The Symantec Backup Exec 12.5 Agent for VMware Virtual Infrastructure (AVVI) is specifically related to the VMware Consolidated Backup framework and is designed and built to communicate directly with VMware ESX and VirtualCenter.VCB was originally introduced in 2006 as nothing more than a collection of interfaces and utilities that backup vendors could exploit. Since then VCB itself and backup vendor support has expanded considerably. The many different code levels for both VCB and backup applications have caused considerable confusion around what environments are supported and what VCB is today.
It is best to think of VCB as a backup framework with a collection of VMware utilities that facilitates backups. Today VCB utilises standard backup products together with snapshot capabilities. It uses command line interface (CLI) capabilities in VMware to take a VM snapshot of Windows-based VMs to offload a copy of the data for the backup product which Backup Exec then mounts and backs up.
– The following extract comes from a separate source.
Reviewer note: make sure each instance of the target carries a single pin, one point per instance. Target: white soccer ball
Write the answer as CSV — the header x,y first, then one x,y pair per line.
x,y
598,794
Effectively, VCB provides a centralised backup facility that enables you to use Backup Exec to protect system, application, and user data in your virtual machines while reducing the load on virtualised servers. This allows you to backup your virtual machines without disrupting users and applications. So, VCB provides a way to do server-free and LAN-free backup and VM snapshots can be NFS mounted for quicker recovery and GRT as well as centrally manage backups to simplify management of IT resources.
Cool so far?
If you are not using VCB you do not need the BE 12.5 AVVI. Most organisations not using VCB are likely to be using ESXi. Although ESXi is free, there is no service console anymore. So you can’t use local agents on your ESXi host. Everything needs to be able to communicate with the VI API or any other remote connect method to gather information – not so cool.
So, the bottom line is AVVI is only needed when there is a VCB framework around the Virtual infrastructure.
VMware’s Virtual Infrastructure 3 (VI3) family includes: VMware ESX, VirtualCenter, VCB, VMware Converter & VMotion. Backup Exec 12.5′s Agent for VMware Virtual Infrastructure (AVVI) can leverage all of these components of VMware VI3 to automatically discover, protect, and recover virtual machines and their data. All Guest virtual machines (VM’s) hosted by V3I, including Windows and Linux virtual machines, can be protected using Backup Exec’s AVVI integrated support of VCB.